Lidea Ordinaria (Part Four)

THIS corrida was not a good one. The espada risked his life with a courage which was little short of desperate; but the bull gave him no chance to score a hit, and chased him along over the sand, took his muleta away on his horns, and then harried the unprotected matador, who saved himself by getting across the barrier, but lost his sword in the process.

At times this jousting of man and animal is superb; the espada, with is muleta in front of him, tries to lure the animal on; the bull makes a dash at the red rag, the man slips aside, and with his sunken eyes searches for a spot on the bull’s neck where he can fix his weapon. All this is the work of an instant; and then once again, an attack, a feint and a blow which misses its aim. This duel between bull and man is such a strain on the nerves that after a while you feel dazed.

Several times the chulos ran out to relieve the espada, who was on his last legs, but with a yell the public drove them away; thereupon the espada feebly shrugged his shoulders, and once more went for the bull. He squared up to him nicely, but his pinking was a failure. It was not until he was using his fifth sword that the bull succumbed; it was an awful business; when the espada left, he looked as if someone had given him a sound thrashing, and the whole amphitheatre hissed him; I felt more agonizingly sorry for him than for the bull which was breathing his last.

The sixth bull was a huge, white creature weak on his legs and with no more fight in him than a cow; they almost had to push him along before he made an unsteady rush towards the picador’s nag. The toreros with their cloaks drew him along by the horns to make him some sort of opposition; and the banderilleros jumped about in front of him like mad, waving their arms, calling him names and jeering at him, to egg him to what turned out to be a half-hearted and ungainly attack.

The crowd whooped with resentment; they wanted the bull to fight, and the result of this was that worse torture was inflicted on the blood-stained, bellowing animal. I wanted to leave; but the people were standing up, shaking their fists and making a racket; there was no chance of getting through, and so I covered my eyes and waited for it to stop. When, after what seemed an infinitely long time I opened my eyes, the bull was still alive, staggering about on shaky legs.

It was not until the seventh bull came out on the scene that I managed to push my way out. As I rambled through the streets of Seville, I had a queer feeling of shame, but I really do not know whether my callousness or my weakness was the cause of it.
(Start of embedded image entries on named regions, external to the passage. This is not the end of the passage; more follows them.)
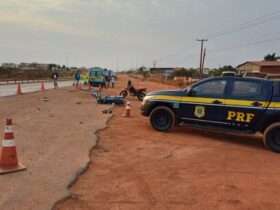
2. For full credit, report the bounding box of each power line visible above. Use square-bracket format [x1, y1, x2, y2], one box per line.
[154, 10, 280, 64]
[208, 12, 280, 39]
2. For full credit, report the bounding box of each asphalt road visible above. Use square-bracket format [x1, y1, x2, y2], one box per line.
[0, 81, 73, 97]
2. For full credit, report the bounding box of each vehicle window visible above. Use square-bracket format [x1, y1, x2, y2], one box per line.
[191, 80, 226, 98]
[231, 81, 262, 99]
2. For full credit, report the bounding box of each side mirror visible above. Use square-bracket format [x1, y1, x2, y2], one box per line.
[187, 89, 196, 96]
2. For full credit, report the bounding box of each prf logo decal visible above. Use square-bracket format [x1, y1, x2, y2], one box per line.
[227, 111, 255, 123]
[194, 106, 205, 118]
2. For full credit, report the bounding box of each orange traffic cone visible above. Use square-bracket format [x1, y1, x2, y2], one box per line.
[41, 81, 46, 92]
[123, 101, 131, 117]
[17, 83, 22, 95]
[0, 119, 26, 174]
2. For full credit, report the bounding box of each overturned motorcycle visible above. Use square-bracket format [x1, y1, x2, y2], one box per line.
[120, 87, 147, 101]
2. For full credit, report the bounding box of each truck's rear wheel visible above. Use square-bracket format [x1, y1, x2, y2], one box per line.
[264, 123, 280, 153]
[150, 106, 175, 132]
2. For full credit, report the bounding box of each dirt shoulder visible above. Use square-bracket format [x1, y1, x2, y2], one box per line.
[55, 75, 280, 210]
[0, 87, 109, 210]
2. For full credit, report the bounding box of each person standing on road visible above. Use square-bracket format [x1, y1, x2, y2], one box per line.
[111, 76, 116, 88]
[75, 70, 81, 87]
[52, 71, 58, 89]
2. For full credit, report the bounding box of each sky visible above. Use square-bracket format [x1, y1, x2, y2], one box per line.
[0, 0, 280, 70]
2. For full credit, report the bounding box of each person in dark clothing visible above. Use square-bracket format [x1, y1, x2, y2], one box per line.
[75, 70, 81, 87]
[52, 72, 59, 89]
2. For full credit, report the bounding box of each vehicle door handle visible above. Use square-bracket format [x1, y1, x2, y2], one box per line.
[212, 100, 223, 104]
[252, 101, 262, 107]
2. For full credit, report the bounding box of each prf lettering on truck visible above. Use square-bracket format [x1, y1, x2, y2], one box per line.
[227, 111, 255, 123]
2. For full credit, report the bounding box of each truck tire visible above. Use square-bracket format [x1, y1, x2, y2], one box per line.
[263, 122, 280, 153]
[150, 106, 176, 132]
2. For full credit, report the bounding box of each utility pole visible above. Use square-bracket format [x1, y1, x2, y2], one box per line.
[196, 39, 208, 79]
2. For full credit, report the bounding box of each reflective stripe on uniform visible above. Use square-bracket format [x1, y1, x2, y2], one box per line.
[4, 125, 13, 133]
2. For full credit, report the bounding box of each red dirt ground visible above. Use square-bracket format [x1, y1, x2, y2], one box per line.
[55, 74, 280, 210]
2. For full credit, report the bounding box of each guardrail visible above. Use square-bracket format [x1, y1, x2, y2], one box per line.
[0, 78, 73, 85]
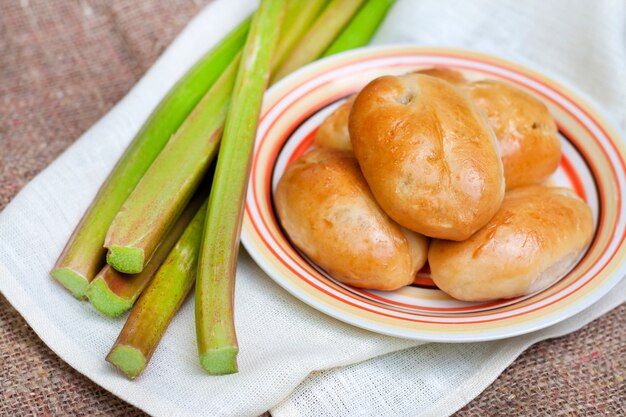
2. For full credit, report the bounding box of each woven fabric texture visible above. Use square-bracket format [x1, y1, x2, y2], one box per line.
[0, 0, 626, 416]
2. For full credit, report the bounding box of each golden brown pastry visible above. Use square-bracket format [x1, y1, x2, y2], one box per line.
[415, 67, 467, 84]
[349, 74, 504, 240]
[275, 149, 428, 290]
[428, 186, 593, 301]
[463, 80, 561, 190]
[315, 94, 356, 151]
[315, 67, 466, 151]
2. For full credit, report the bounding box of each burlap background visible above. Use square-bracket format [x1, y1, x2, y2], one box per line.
[0, 0, 626, 416]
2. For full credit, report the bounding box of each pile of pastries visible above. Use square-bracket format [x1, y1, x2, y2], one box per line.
[275, 67, 593, 301]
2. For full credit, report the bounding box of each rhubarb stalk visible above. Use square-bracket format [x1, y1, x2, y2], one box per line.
[50, 19, 250, 298]
[106, 201, 207, 379]
[272, 0, 328, 69]
[104, 55, 240, 274]
[272, 0, 364, 82]
[323, 0, 395, 56]
[196, 0, 284, 375]
[104, 0, 316, 274]
[87, 182, 210, 317]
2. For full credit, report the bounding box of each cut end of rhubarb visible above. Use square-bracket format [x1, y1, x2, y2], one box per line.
[107, 246, 144, 274]
[87, 277, 133, 317]
[50, 268, 89, 300]
[200, 346, 239, 375]
[107, 345, 146, 379]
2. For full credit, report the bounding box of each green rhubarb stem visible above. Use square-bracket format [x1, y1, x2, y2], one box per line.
[104, 54, 240, 274]
[196, 0, 284, 375]
[272, 0, 328, 70]
[272, 0, 364, 82]
[323, 0, 395, 56]
[106, 202, 207, 379]
[87, 183, 205, 317]
[50, 19, 250, 298]
[104, 0, 315, 274]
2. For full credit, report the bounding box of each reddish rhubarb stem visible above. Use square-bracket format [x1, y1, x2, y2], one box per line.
[87, 182, 205, 317]
[107, 202, 207, 379]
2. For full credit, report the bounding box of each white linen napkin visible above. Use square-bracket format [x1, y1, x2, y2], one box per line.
[0, 0, 626, 417]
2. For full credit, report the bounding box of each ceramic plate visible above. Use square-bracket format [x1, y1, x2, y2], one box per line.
[242, 47, 626, 342]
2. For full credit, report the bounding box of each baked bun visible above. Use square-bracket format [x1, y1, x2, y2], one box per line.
[428, 186, 593, 301]
[315, 94, 356, 151]
[315, 67, 466, 151]
[463, 80, 561, 190]
[349, 74, 504, 240]
[415, 67, 467, 84]
[275, 149, 428, 290]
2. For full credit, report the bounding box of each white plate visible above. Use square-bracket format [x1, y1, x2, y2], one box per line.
[242, 47, 626, 342]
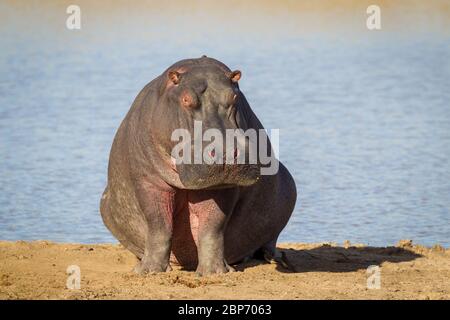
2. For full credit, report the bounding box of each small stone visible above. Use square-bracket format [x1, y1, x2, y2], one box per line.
[396, 239, 413, 248]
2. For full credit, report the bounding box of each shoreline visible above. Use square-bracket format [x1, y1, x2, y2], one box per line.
[0, 240, 450, 299]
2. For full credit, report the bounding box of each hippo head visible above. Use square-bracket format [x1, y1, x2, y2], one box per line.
[151, 56, 260, 189]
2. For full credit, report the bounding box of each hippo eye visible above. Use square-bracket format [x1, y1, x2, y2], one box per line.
[180, 92, 198, 108]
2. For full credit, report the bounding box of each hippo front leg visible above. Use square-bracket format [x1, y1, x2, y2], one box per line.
[134, 184, 174, 274]
[189, 189, 237, 276]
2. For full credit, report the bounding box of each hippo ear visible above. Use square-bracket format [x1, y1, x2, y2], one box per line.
[168, 71, 181, 84]
[228, 70, 242, 83]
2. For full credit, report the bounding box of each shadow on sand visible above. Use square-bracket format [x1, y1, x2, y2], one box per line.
[234, 245, 422, 273]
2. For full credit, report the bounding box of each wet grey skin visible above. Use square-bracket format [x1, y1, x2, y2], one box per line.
[100, 56, 297, 275]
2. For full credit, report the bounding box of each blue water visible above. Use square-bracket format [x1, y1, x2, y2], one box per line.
[0, 4, 450, 246]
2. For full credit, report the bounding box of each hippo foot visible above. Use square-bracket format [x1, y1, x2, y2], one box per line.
[133, 258, 172, 275]
[195, 260, 236, 277]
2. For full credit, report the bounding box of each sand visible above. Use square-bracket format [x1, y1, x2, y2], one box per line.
[0, 240, 450, 299]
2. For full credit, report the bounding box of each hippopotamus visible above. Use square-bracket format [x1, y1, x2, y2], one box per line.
[100, 56, 297, 275]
There in the amphitheatre, at one particular moment, I had begun to protest that it was a brutal business; next to me sat a Dutch engineer who had settled in Seville, and he was astonished at my protest.
“This is my ninth corrida,” he said to me, “but it was only the first one which seemed brutal.”
“This was a bad corrida,” a Spaniard informed me by way of soothing my feelings; “but you ought to see what a good one is like.”

Perhaps; but it is hardly likely that I shall ever see a more heartrending figure than that lanky, gaudily-dressed fellow with the face of an ox-herd and woebegone, sunken eyes, whose shoulders were weighed down with the resentment of twenty thousand people. If I had known enough Spanish, I should have gone up to him and said: Juán, things will go wrong with us sometimes; but bitter is the bread of man who depends upon the favour of the public.

And I reflected on this: in Spain I never actually saw the whip used on a horse or a mule; the dogs and cats in the streets are trustful and affectionate, which shows they are well treated. The Spaniards are not cruel to animals.

The corrida is a struggle between man and beast which, in its essentials, is as old as time; it has all the beauty of a struggle, but it pangs as well.
Perhaps the Spaniards can view this beauty and this struggle in so perfect a light that they do not even see the cruelty which accompanies it.
It certainly offers plenty to feast the eyes on, plenty of superb feats of agility, plenty of danger and magnificent courage – but another time I would keep away from a corrida...

...and here the voice of temptation in my heart adds: unless a champion espada were there.